Google Patent – Duplicate Document Detection


Duplicate document detection in a web crawler system

Is your content unique?
Is your content unique?

12/1/2009 Google was granted a patent by the US Patent Office detailing how duplicate documents are detected in a web crawler system. This new patent details how Google detects and then filters or determines which documents are the “more important” version for the purpose of providing unique search results.

Most of the information we have had good reason to accept as true for some time, but detailing it in this manner can genuinely help webmasters to understand not only what duplicate content is, but how to create unique pages/content for searchers to find.

Duplicate documents are documents that have substantially identical content, and in some embodiments wholly identical content, but different document addresses.

The patent details 3 possible situations where duplicate content is detected and thus processed as such.

  1. Two documents, including any combination of web pages (documents) and temporary (302) redirect pages, are duplicate if they share the same page content, but have different URLs.
  2. Two temporarily redirected pages are duplicate if they share the same target or destination URL, but have different source URLs.
  3. A regular web page/document and a temporary redirect page are duplicate if the URL of the web page is the target/destination URL of the temporary redirect page or the content of the regular web page is the same as that of the temporarily redirected page.

In some of these situations redirects are involved which are temporarily redirected pages such as a Meta refresh over 0 seconds, JavaScript redirects and 302 redirects. Permanently redirected pages are not associated in this manner for duplicate document detection because the web crawlers do not download the content of the redirecting page, only the target or destination page.

How does Google detect duplicate content?

Google simply compares the pages/documents to each other to determine duplicity. They can use a whole page or thumbprint so to speak, phrases and essentially any content the crawler can read. What was not clearly disclosed is the amount or percentage of duplicity which would then in fact cause a filtering action from Google with regard to the index.

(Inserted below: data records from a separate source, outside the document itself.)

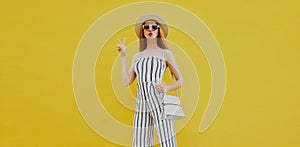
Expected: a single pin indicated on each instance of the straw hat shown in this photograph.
(162, 23)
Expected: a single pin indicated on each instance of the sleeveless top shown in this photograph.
(150, 69)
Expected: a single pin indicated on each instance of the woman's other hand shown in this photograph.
(121, 47)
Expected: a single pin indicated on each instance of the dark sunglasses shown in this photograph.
(153, 27)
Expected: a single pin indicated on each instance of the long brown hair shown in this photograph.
(160, 38)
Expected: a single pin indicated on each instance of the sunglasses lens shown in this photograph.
(146, 27)
(154, 27)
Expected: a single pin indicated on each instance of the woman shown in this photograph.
(149, 66)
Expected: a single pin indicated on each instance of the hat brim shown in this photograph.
(162, 23)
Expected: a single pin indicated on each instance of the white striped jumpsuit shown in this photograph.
(150, 71)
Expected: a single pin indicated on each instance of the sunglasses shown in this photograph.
(153, 27)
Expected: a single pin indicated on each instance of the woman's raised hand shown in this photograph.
(121, 47)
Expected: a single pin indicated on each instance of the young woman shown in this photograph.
(149, 66)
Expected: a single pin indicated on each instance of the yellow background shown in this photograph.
(258, 40)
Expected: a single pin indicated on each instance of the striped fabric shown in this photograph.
(150, 71)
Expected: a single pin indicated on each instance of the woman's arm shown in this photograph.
(127, 78)
(175, 71)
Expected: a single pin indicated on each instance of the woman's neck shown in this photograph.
(152, 44)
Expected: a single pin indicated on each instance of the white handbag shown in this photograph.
(171, 107)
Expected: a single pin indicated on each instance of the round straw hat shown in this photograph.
(162, 23)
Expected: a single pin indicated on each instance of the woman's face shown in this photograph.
(150, 29)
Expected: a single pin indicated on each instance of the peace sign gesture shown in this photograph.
(121, 47)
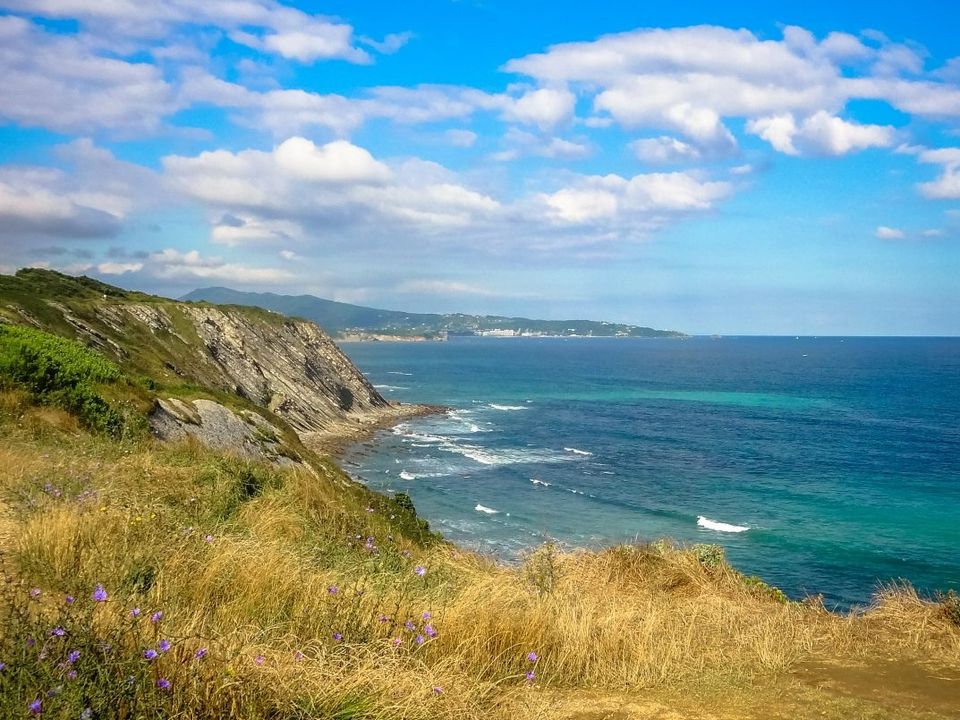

Upon determining duplicity between to documents, Google then attempts to determine which document is most important. This decision is about importance, not PageRank, nor ownership. Once this decision has been made Google then proceeds to filter the duplicate page(s) from search results in order to provide searchers with unique and qualified search results.

There are many ways that shop owners create duplicate content. Many are easily managed and some are not. Doing everything in your power to prevent it is the best course of action, as there will inevitability be duplicity you cannot prevent.

Some of the most common ways that shop owners duplicate their content:

  • Copying product descriptions from distributors or other indexed web pages
  • Lack of unique page specific content enough to make a page unique within a common site template
  • Posting articles or text from other websites
  • Not properly redirecting the canonical url to the non canonical (www or non-www)
  • Failing to add pages like the shopping cart page to the robots skip to prevent indexing
  • Not using Google’s parameter handling to exclude or ignore sorted page urls
  • Rewritten (SEO urls) which are not properly rewritten with a permanent or 301 redirect

If you think about it, Google is not trying to penalize anyone, but rather attempting to help searchers find fresh, unique and qualified results. Last time I checked this is the goal of a search engine =-)